Réalisée par David Sims, la campagne met ainsi en scène la petit-fille de Grace Kelly — Charlotte Casiraghi. L’approche est chic; la musique Venus in Furs des Velvet Underground se fait entêtante et, ainsi se fige en noir et blanc l’allure Saint Laurent de la prochaine saison. Une ligne festive et ultimement sensuelle inspirée des Saisons russes de Serge Diaghilev, interprété par le maître Saint Laurent en 1976!

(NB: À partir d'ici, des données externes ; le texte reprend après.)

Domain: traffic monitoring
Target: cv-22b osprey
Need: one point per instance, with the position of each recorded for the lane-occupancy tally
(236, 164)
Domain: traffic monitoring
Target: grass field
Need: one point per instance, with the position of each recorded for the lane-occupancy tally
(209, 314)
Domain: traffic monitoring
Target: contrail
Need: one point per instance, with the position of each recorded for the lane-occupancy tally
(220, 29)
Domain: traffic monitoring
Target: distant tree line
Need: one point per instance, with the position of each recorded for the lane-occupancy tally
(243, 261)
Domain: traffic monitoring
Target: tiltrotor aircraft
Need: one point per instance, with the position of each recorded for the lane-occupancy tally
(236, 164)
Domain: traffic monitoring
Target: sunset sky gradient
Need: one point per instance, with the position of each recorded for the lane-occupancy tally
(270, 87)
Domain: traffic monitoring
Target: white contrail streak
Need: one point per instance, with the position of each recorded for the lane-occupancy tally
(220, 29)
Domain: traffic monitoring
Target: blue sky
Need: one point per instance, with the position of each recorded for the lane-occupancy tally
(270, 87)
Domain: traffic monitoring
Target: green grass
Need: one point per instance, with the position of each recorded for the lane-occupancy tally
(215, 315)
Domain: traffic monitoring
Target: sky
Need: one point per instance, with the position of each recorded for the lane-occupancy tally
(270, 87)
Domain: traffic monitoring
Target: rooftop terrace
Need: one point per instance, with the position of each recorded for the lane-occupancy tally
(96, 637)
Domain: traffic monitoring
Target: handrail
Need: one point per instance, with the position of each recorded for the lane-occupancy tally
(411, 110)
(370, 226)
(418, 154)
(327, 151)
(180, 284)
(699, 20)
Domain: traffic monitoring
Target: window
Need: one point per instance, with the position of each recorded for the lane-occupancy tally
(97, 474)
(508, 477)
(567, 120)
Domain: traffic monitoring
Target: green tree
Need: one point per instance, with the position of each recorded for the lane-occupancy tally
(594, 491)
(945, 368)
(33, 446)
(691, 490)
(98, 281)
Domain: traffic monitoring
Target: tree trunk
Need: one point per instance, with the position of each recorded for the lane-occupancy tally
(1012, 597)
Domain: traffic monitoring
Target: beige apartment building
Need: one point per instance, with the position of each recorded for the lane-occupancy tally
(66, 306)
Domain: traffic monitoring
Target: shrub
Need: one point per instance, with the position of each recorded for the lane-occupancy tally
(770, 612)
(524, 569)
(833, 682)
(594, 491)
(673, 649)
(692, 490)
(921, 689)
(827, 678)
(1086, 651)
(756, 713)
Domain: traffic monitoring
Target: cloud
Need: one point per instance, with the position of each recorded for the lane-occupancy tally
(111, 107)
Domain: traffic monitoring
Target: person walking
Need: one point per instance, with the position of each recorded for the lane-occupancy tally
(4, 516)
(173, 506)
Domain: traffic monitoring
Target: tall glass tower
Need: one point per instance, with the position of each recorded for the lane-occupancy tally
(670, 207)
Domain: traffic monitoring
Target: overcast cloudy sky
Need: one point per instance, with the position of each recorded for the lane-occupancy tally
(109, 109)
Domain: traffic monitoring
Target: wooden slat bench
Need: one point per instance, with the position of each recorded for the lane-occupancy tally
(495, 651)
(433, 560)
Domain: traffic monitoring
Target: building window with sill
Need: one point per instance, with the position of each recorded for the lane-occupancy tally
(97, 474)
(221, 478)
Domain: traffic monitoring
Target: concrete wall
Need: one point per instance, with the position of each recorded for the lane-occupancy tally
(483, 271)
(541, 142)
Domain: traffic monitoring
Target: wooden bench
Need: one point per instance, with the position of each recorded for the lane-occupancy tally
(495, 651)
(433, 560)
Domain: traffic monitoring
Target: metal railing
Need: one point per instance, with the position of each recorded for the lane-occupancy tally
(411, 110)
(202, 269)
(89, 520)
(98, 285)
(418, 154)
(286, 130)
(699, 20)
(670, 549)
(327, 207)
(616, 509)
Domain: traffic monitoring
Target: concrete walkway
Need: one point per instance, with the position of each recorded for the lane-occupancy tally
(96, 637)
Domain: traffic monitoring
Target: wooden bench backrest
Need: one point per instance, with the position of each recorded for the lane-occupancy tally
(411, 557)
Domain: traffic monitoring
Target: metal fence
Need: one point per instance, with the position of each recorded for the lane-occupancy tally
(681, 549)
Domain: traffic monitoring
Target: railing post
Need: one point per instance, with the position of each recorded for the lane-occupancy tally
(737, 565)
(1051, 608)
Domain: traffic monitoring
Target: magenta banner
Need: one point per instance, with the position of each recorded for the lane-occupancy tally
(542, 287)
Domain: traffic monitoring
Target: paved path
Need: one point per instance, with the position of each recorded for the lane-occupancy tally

Autre muse éternelle du couturier, c’est Betty Catroux qui, sur le même tempo, prête son allure androgyne à la campagne publicitaire de l’Automne/Hiver 2018. ‘Ma sœur jumelle’, comme Yves Saint Laurent aimait à l’appeler — Betty Catroux, qu’il rencontra chez Régine un soir de 1967, incarne ainsi à merveille la femme Saint Laurent par Anthony Vaccarello. Une femme qui, dans la nuit Parisienne, embrasse une silhouette altière, bohème et savamment taillée. Une femme qui s’incarne aussi dans les traits de la jeune Kaia Gerber arborant la silhouette phare de la saison prochaine – chapeautée d’une capeline et habillée d’une superbe veste brandebourg ! Une campagne éminemment hypnotique, à voir dès à présent.